Test Data: Drawn from species not in the training set (e.g., Arabidopsis thaliana, C. elegans, E. coli), ensuring that evaluation measures generalizability.
Preprocessing Steps:
(1) Convert raw MS peaks into feature vectors (e.g., normalized m/z, relative intensity).
(2) Generate “node spectrum” (b, y, a, y2+ ions, among others) while discarding infeasible peaks.
(3) Build the graph by connecting nodes if their mass difference matches valid amino acid combinations.

Model Architecture

Graph Construction: Creates a directed graph with edges corresponding to possible amino acid masses.
Loss Functions:
(1) GraphNovo-PathSearcher: Uses Kullback–Leibler divergence to guide node (path) predictions.
(2) GraphNovo-SeqFiller: Uses cross-entropy to predict the exact amino acid sequence that fills each mass tag.
Hyperparameter Tuning:
Optimizer: AdamW (a variant of Adam) with a fixed learning rate in the reported experiments.
Both stages employ a transformer-based architecture, incorporating a specialized graph encoder (relation attention) to capture node and edge features.

Performance Comparison

Peptide Recall: GraphNovo shows a 9–12% improvement over the next-best approach (e.g., PointNovo, Casanovo) in correctly reconstructing entire peptide sequences.
Amino Acid Recall and Precision: Yields a 5–9% improvement across different test species, indicating more accurate individual residue identifications.
Robust to Missing Fragmentation and Noise: Maintains relatively high recall/precision for longer peptides, higher noise levels, and spectra with multiple missing-fragmentation sites, thereby mitigating error accumulation.

Constructive Critiques

Long Missing-Fragmentation Regions: While GraphNovo substantially reduces error propagation, very long or continuous gaps remain challenging.
Predefined Modifications: Must specify possible post-translational modifications (PTMs) in the graph construction step, which becomes computationally costly if many PTMs are considered at once.
Computational Overhead: Two-stage approach and large-scale graph construction require significant memory and processing time.

Future improvements

Enhanced Sequence Prediction: Integrate more MS features (e.g., retention time) to improve accuracy within large missing-fragmentation regions.
Expanded Applicability: Adapting the two-stage approach for top-down or middle-down proteomics and more extensive sets of PTMs.
Computational Efficiency: Explore faster graph-building algorithms, reduce the number of nodes through refined filtering, and potentially incorporate few-shot learning for user-specified PTMs.

Comment

Overall, GraphNovo demonstrates that a carefully designed, graph-based deep learning model can significantly mitigate the missing-fragmentation problem in de novo peptide sequencing, outperforming traditional and newer transformer-based methods by providing a stable framework for both path and sequence prediction.

Paper Citation

Group 47 Presentation: Jamba: A Hybrid Transformer - Mamba Language Model

Presenter

Chentao Jin

Paper Citation

Lieber, O., Lenz, B., Bata, H., Cohen, G., Osin, J., Dalmedigos, I., Safahi, E., Meirom, S., Belinkov, Y., Shalev-Shwartz, S., Abend, O., Alon, R., Asida, T., Bergman, A., Glozman, R., Gokhman, M., Manevich, A., Ratner, N., Rozen, N., Shwartz, E., Zusman, M., Shoham, Y. (2024).

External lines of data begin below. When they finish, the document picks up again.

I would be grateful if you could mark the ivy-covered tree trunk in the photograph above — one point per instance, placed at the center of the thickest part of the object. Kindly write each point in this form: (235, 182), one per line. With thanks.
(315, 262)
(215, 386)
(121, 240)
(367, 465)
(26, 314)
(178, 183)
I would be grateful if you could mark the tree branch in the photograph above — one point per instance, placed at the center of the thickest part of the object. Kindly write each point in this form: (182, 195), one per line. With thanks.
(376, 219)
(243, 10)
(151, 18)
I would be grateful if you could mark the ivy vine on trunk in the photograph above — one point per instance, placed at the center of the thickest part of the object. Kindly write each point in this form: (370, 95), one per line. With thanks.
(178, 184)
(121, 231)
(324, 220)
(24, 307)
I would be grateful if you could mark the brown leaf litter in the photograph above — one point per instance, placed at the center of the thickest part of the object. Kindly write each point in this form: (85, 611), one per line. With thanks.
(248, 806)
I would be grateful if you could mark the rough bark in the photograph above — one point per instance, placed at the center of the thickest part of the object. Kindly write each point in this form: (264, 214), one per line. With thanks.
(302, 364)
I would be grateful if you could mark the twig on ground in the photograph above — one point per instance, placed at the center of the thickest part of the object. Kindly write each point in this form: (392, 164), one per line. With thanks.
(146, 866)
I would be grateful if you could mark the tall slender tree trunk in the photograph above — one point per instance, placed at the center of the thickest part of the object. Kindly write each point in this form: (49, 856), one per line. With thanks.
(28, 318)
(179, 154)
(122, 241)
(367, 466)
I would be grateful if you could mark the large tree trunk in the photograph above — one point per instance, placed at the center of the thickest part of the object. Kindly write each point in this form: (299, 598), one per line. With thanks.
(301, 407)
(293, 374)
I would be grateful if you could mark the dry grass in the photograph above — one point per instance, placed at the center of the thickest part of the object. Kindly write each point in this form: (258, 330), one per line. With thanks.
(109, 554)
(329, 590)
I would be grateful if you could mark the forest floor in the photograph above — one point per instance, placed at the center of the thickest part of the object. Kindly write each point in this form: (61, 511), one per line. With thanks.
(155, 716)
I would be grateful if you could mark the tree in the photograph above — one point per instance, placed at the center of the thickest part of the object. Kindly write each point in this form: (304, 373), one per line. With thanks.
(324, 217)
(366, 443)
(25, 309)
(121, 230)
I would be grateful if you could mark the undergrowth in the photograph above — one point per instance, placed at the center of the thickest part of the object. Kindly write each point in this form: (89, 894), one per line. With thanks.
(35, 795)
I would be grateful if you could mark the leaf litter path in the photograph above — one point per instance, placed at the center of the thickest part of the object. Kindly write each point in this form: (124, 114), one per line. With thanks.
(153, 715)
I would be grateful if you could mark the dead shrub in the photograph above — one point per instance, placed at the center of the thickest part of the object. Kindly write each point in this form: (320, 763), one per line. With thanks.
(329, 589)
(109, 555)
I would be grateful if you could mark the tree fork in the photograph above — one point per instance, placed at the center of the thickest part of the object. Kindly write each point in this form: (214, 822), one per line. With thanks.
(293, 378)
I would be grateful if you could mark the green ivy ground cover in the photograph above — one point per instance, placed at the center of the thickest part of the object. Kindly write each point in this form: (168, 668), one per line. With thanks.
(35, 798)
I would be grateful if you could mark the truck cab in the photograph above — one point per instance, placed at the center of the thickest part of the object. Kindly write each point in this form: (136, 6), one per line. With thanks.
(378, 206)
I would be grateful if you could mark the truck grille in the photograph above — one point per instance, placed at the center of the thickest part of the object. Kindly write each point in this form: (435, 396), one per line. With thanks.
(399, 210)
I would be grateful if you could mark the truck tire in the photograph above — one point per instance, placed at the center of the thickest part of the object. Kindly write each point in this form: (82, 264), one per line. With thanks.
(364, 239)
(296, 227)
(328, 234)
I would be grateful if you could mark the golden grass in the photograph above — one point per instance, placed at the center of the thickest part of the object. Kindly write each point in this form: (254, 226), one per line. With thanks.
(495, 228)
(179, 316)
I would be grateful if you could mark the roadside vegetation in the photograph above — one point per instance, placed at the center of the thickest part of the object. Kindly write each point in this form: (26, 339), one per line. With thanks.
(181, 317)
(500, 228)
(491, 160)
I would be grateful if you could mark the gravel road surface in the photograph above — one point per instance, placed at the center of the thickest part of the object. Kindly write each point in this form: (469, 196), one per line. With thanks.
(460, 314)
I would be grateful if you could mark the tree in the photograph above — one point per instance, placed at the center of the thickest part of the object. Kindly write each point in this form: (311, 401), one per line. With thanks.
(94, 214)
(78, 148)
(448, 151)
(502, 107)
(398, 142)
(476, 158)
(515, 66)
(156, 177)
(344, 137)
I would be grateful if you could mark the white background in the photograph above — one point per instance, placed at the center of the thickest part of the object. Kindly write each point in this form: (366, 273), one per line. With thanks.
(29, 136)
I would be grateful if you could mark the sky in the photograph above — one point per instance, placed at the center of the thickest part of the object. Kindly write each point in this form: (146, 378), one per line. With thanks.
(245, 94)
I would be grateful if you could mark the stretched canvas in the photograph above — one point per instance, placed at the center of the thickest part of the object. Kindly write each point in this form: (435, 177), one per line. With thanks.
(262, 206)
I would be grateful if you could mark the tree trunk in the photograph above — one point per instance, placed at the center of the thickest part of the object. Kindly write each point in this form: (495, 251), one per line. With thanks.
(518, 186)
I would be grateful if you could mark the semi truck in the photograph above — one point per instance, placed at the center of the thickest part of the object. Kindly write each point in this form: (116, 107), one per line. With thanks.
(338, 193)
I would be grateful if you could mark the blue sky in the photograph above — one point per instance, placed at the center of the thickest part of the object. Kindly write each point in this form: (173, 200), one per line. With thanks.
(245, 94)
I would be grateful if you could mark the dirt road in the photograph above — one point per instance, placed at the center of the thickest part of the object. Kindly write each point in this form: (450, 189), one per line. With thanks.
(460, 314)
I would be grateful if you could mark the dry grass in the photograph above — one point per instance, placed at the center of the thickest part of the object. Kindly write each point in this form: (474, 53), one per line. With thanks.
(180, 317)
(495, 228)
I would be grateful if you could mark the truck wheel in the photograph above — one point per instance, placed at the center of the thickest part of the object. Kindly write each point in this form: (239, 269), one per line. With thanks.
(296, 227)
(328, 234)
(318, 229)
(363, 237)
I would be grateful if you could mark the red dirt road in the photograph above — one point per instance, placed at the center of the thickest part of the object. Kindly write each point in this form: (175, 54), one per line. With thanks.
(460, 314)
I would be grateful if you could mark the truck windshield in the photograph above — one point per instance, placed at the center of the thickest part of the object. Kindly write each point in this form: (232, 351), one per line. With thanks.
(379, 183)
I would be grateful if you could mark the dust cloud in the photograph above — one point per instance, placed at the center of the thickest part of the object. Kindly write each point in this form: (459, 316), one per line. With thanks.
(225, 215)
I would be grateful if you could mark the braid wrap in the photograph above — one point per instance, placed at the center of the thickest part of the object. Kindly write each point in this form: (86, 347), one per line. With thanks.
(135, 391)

Jamba: A Hybrid Transformer-Mamba Language Model. arXiv. https://arxiv.org/abs/2403.19887
https://doi.org/10.48550/arXiv.2403.19887

Background

- Large language models (LLMs) have become essential for various natural language processing tasks.
- Transformers have been the dominant architecture for LLMs due to their effectiveness in handling sequential data.
- However, Transformers suffer from high memory and compute costs, limiting their efficiency in long-context processing.
- Mamba, a recent state-space model, has emerged as an alternative to Transformers, offering improved efficiency in handling long sequences.
- A hybrid approach combining Transformers and Mamba layers can leverage the strengths of both architectures.
- Mixture-of-Experts (MoE) techniques can further enhance model capacity while managing active parameter usage.
- Efficient model architectures are crucial for balancing performance, computational efficiency, and memory footprint in large-scale AI applications.

Summaries of Key Points

Bridging Transformer Expressiveness and Mamba Efficiency
Large language models (LLMs) have made remarkable advances, but scaling them to handle long-context processing remains a significant challenge. Jamba introduces a novel hybrid architecture that combines the strengths of Transformers and Mamba, enhanced with a Mixture of Experts (MoE) module. This integration enables efficient memory usage, high throughput, and scalability for sequences up to 256,000 tokens on a single GPU.
Key Architectural Innovations
1. Transformer Layers – Self-attention mechanisms allow the model to capture complex token relationships, crucial for tasks involving deep contextual reasoning. However, they come with high memory and compute costs when processing long sequences.
2. Mamba Layers – Derived from state-space models (SSMs), Mamba efficiently processes long sequences without storing extensive key-value caches. Instead, it maintains a hidden state to summarize prior information, significantly reducing memory overhead.
3. Mixture of Experts (MoE) – Jamba integrates sparse expert selection, where each token activates only a small subset of experts. This technique increases capacity while controlling computational costs. Specifically, Jamba uses 16 experts, with only two active per token, optimizing efficiency.
The Jamba Block: A Structured Hybrid Design
The architecture of a Jamba block follows a structured sequence of Transformer layers, Mamba layers, and MoE layers: Transformer-to-Mamba Ratio (1:7). The model incorporates one Transformer layer for every seven Mamba layers, balancing expressiveness and efficiency. MoE Placement – Instead of applying MoE to every layer, Jamba replaces every second multi-layer perceptron (MLP) layer with an MoE module. This approach increases model capacity without significantly raising parameter count.
By blending self-attention, state-space models, and sparsity techniques, Jamba pushes the boundaries of long-context processing in language models. Its ability to handle extremely long sequences while maintaining efficiency and scalability makes it a compelling innovation in the next generation of LLM architectures.

Performance and Benefits

Jamba achieves state-of-the-art efficiency and performance across academic benchmarks, long-context tasks, and throughput.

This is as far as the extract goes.